La Maison des Chiffres
Lire le chapitre 26: A Reckoning
La pluie de Londres cinglait les vitres du bureau quand la nouvelle arriva, transmise de main en main par un coursier essoufflé dont le képi dégoulinait d’eau. Evelyn ne lut pas le message tout de suite — elle reconnut le sceau du War Office et le poids du papier officiel. Ashworth se tenait à la fenêtre, les mains nouées derrière le dos, observant les réverbères qui tremblaient dans le brouillard.
« Il s’est échappé, dit-il sans se retourner. Edward.
— Comment ?
— Le convoi qui le transférait vers la prison de Pentonville a été attaqué à minuit. Trois hommes abattus, un officier laissé pour mort. Et selon les rapports qui viennent d’arriver, Edward n’était pas seul. Il avait un dossier sous le bras. Un dossier complet sur nos opérations en France.

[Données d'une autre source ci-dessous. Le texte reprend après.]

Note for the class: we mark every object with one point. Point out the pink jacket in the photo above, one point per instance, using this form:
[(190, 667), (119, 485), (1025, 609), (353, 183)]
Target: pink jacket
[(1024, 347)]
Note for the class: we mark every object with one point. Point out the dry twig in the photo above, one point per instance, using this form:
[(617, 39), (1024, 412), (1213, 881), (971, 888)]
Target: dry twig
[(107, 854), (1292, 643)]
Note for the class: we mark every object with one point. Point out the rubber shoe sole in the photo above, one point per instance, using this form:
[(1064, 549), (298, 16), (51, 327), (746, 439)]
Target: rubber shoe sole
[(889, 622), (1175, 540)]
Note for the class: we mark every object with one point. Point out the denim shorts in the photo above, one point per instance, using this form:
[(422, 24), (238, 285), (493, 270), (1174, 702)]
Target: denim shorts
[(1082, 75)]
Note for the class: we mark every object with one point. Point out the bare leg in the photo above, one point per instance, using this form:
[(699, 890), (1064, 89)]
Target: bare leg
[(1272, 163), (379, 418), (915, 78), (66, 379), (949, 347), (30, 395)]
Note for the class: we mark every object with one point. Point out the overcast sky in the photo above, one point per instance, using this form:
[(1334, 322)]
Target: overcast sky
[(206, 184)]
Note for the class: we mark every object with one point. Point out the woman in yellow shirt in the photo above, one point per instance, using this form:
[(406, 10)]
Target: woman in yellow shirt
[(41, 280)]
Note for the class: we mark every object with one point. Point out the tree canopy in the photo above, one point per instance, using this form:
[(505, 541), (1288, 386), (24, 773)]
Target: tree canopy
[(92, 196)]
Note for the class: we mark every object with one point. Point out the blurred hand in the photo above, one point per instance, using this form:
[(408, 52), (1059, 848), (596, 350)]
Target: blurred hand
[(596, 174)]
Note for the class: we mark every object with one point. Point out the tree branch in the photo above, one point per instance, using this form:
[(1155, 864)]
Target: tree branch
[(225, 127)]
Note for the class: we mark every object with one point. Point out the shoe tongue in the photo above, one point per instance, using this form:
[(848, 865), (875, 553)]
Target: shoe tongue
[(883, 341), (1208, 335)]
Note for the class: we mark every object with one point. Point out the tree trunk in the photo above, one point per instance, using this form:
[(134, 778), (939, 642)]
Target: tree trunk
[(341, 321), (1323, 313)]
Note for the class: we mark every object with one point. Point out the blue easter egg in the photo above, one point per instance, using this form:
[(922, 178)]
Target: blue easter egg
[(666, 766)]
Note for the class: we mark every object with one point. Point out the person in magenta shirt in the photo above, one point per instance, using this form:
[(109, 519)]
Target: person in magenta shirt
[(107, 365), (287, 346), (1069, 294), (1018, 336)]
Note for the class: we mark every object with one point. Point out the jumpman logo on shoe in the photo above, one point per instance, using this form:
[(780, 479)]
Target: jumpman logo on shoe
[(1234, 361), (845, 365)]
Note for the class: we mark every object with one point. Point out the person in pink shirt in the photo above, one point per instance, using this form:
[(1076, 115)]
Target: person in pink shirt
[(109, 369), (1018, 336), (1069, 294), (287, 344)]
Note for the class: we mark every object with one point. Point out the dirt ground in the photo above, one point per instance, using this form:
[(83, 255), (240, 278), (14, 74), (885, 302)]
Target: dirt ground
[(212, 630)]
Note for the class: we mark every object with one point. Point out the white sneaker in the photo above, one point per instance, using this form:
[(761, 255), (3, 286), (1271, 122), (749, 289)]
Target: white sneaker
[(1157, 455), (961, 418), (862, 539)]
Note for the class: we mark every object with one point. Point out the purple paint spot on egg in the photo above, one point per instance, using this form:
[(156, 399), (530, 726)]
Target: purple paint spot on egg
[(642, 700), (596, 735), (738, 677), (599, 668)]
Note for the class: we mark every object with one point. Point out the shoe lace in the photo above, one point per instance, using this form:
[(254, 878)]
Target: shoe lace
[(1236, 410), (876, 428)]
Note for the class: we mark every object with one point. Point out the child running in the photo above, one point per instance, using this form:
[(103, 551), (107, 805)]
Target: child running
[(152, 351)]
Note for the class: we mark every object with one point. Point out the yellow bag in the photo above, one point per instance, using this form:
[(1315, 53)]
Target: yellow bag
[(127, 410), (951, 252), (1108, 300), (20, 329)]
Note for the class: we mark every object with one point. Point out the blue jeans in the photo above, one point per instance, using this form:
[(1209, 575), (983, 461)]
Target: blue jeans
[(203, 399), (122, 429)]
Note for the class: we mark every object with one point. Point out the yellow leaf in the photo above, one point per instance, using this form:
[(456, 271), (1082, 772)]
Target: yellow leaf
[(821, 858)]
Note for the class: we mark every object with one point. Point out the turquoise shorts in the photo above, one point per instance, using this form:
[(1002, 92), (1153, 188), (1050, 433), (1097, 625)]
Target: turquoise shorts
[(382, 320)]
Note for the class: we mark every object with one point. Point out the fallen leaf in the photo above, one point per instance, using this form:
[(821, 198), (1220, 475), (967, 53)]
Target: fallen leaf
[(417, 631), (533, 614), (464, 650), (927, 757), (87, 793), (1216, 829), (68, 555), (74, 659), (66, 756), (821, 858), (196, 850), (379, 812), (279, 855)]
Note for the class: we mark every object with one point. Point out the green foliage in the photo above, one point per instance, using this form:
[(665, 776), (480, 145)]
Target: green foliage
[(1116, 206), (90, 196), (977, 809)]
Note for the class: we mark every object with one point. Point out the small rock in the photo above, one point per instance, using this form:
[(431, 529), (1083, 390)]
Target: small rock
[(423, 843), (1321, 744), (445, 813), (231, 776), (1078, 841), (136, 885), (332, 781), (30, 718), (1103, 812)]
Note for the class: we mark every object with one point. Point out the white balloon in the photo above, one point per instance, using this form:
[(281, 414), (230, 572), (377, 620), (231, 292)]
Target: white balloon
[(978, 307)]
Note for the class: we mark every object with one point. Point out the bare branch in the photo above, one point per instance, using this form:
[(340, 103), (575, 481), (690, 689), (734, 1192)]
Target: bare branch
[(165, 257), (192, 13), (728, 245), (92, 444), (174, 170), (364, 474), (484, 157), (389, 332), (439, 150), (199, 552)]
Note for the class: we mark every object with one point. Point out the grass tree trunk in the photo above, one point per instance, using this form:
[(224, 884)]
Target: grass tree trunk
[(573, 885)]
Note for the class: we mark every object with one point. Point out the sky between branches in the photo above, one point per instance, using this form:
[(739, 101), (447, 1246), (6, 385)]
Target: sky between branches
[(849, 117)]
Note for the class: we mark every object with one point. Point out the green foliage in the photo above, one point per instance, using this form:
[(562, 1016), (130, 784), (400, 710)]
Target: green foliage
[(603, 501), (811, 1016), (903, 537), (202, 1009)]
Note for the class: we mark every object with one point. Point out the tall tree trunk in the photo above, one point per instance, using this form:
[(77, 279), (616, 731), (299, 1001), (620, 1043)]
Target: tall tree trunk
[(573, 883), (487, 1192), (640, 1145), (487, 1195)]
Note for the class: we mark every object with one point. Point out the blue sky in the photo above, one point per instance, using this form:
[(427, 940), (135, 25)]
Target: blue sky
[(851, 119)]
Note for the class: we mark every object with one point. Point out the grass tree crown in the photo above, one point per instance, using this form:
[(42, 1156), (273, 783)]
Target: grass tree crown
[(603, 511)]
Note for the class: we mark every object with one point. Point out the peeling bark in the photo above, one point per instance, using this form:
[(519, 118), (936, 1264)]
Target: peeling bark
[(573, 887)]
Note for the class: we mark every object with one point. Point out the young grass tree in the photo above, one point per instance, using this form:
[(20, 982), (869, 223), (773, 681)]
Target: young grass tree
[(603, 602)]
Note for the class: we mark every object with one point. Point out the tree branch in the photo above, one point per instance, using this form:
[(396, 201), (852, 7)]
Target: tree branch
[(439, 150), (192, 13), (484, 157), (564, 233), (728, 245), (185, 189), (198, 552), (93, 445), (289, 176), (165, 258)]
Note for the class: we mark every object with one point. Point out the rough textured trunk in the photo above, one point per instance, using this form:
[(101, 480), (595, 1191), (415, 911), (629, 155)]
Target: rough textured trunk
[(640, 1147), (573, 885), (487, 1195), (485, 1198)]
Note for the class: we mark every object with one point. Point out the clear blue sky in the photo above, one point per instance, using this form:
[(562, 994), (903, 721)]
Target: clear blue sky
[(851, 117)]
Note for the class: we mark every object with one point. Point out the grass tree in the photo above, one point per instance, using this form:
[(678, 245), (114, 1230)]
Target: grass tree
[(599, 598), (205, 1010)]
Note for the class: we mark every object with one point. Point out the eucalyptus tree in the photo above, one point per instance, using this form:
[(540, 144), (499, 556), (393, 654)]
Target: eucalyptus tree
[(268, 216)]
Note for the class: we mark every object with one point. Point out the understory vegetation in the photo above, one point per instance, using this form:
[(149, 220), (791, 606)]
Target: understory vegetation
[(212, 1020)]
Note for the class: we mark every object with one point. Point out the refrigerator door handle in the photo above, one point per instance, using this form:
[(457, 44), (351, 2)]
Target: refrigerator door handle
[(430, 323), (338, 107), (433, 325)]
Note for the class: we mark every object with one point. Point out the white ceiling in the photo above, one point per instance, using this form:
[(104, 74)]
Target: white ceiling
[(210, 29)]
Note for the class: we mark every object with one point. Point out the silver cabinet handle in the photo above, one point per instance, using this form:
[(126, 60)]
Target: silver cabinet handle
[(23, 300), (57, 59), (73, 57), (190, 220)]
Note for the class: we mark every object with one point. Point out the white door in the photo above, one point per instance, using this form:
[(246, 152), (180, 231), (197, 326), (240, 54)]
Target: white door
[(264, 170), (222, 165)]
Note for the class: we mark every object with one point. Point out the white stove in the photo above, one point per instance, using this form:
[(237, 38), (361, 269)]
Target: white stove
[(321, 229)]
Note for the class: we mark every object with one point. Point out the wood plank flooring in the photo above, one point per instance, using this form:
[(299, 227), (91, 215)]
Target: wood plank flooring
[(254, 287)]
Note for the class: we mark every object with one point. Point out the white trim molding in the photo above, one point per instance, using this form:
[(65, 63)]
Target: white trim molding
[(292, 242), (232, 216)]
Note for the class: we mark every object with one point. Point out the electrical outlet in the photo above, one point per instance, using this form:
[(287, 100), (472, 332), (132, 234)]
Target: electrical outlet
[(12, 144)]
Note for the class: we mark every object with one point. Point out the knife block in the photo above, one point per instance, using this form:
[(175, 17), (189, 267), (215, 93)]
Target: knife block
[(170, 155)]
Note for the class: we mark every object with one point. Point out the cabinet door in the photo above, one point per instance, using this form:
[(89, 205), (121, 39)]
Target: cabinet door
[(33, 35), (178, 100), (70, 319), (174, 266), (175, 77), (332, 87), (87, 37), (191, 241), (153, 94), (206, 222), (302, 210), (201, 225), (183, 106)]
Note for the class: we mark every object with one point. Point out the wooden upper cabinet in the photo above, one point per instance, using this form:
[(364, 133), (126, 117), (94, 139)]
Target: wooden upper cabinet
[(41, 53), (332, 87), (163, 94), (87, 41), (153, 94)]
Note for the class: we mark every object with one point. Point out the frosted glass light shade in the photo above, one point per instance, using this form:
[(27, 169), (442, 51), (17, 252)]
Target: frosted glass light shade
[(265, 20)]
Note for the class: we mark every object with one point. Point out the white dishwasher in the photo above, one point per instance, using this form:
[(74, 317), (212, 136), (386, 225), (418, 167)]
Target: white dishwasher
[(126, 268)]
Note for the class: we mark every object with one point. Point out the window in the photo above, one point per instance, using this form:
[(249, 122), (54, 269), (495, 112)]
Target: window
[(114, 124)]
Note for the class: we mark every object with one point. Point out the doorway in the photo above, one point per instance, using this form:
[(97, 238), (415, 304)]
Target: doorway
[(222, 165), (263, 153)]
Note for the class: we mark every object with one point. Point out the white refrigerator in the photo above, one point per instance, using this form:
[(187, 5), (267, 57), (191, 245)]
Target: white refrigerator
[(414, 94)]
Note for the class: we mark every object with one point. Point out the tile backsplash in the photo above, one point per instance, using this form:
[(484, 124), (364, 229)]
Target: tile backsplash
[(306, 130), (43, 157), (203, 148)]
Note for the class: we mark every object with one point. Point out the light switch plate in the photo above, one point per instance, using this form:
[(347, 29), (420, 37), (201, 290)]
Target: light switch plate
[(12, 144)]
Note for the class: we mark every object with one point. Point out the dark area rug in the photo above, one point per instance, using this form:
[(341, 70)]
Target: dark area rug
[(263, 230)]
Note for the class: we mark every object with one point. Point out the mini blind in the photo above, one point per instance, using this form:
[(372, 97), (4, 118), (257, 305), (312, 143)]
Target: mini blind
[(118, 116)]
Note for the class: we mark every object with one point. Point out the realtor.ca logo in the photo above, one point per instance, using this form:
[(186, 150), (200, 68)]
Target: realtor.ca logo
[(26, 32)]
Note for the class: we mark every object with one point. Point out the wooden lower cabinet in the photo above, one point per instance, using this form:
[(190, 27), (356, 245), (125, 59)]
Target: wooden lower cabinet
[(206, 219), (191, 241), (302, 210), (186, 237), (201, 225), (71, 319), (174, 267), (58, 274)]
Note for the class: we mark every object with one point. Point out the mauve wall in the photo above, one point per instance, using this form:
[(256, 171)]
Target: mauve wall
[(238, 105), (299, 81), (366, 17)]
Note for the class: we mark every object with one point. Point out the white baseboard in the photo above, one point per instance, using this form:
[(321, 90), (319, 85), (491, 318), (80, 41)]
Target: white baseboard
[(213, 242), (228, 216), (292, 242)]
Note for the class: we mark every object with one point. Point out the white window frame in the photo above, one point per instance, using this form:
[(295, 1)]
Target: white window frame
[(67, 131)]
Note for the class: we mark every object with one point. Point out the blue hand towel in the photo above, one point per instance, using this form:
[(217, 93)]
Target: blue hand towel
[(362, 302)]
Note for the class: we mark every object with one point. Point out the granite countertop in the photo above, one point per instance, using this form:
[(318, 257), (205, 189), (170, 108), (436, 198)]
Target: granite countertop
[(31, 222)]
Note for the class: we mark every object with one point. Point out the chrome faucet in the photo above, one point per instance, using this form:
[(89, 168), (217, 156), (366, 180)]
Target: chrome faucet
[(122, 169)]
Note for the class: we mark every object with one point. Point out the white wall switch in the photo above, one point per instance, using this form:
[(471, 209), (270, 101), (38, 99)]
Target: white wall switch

Evelyn décacheta le message officiel. Les mots se brouillèrent un instant. *Fuite de documents classifiés. Réseau de renseignement compromis. Le fugitif a probablement un rendez-vous à Douvres avant la traversée.*
« Il ne va pas rester en Angleterre, dit-elle. Il sait que je le traquerai. Il retourne vers le continent, là où il a des appuis.
— S’il passe cette nuit, dit Ashworth, il disparaît. Douvres, Calais, ensuite il se fond dans le maquis allemand. On ne le reverra plus, et Thomas ne pourra jamais témoigner.
Evelyn déchira le message en deux et le laissa tomber dans la corbeille. « Alors on ne le laisse pas passer la nuit. »
Ashworth se retourna enfin. Son visage était fermé, mais quelque chose fuyait dans sa mâchoire — de l’urgence, ou de la peur. Pas pour lui, pensa Evelyn. Pour cette mission. Pour elle.
« Vous avez un plan ? demanda-t-il.
— Edward a un point faible. Il aime les dénouements propres, les scènes où il contrôle tout. Il voudra me voir morte, Ashworth. Il voudra que je sache qu’il a gagné, avant de fuir. On lui donne ce spectacle. »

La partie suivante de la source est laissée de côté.